A dozen of us gathered in the upper lobby of the Mayflower Park Hotel. Shen passed out bottled water along with personal audio devices, a first for me. It turned out to be a great way to hear everything she had to say, and I’m sure it saves her voice, too. For the next three hours we indulged in 26 small bites and sips, learning about the history and culture of Seattle along the way.
Our first stop was the restaurant Andaluca, located in the hotel. I’ve dined here numerous times, but it was fun to meet Chef Wayne Johnson and sample his tasty Crisp Duck Cakes and handcrafted Sangria. Next was Serious Pie, the newest of Tom Douglas’ five restos, located just around the corner from the Dahlia Lounge. The pizza here is some of the best in the city, and I love the foccacia style blistered crust and house-made buffalo mozzarella.
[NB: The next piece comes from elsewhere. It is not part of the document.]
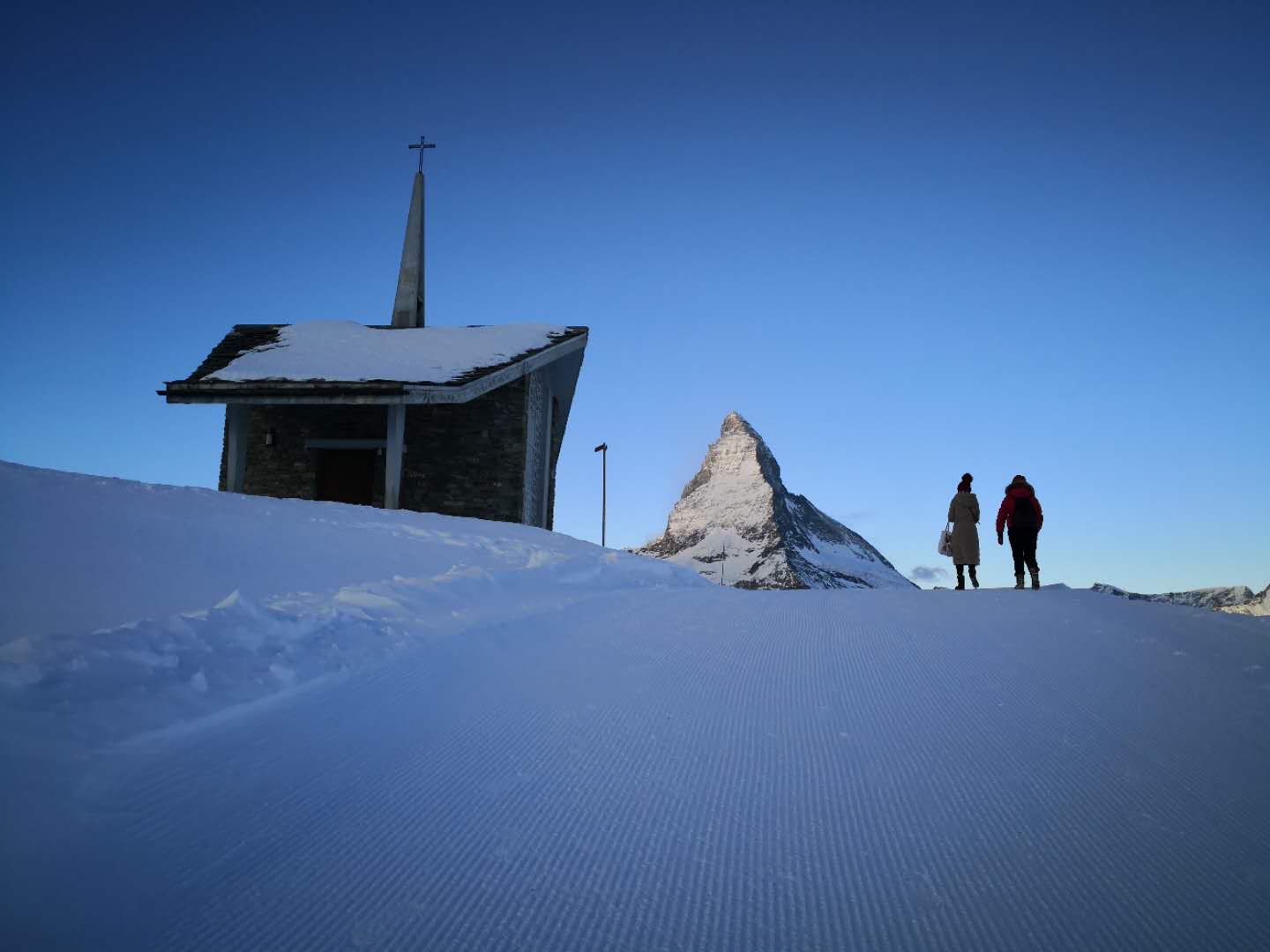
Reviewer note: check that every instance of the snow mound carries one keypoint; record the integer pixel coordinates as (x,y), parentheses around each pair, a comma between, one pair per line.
(135,607)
At the Chocolate Box we sampled cold tea infused with chocolate. Not my favorite; the dark chocolate tasting was much more to my liking. From there it was onto German-style food at The Bavarian Meat Delicatessen where we tasted Landjager sausage, kasla (smoked pork tenderloin), and other meats made just two blocks away.
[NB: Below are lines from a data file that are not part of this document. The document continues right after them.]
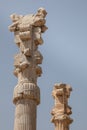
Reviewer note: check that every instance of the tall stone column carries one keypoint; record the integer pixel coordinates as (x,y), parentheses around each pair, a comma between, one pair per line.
(27,30)
(61,111)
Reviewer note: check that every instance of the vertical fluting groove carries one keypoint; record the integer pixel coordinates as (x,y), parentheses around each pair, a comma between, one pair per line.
(61,111)
(27,30)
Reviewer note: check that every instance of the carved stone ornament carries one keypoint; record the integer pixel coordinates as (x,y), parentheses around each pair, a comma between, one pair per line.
(61,111)
(28,31)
More sweets, this time at The Confectional, which specializes in cheesecake and cheesecake truffles. We sampled Colombian hot chocolate shooters, which went down easy, even on a hot summer day. Wending our way through the crowds of the Pike Place Market, we popped into Place Pigalle, a bar I hung out at in my college days. It’s cleaned up since then and has been a restaurant since 1982. We sat among the other diners and sampled mussels and wine.
Creminelli Meats is sandwiched between Garlic Garden and a wildlife artist in the market. Ah, salami! We tasted three: Barolo, Piccante, and Tartufo. All handmade under master artisan Cristiano Creminelli. And what better to wash it down with than beer from the Pike Pub & Brewery? As the fifth brewery in the state, it features such nicely named beers as Pike Naughty Nellie. The golden fermented-style ale was served with Naughty Nellie Cheese and Naughty Nellie Beer Bread. I forgot to ask, “Who’s Nellie?”
On to the last stop of the tour, Gelatiamo, located at the corner of Third and Union. This place is the real deal, with Italian owner Maria Coassin the mastermind behind the recipes. We sampled pistachio gelato and raspberry sorbet, a sweet ending to a unique slice of Seattle.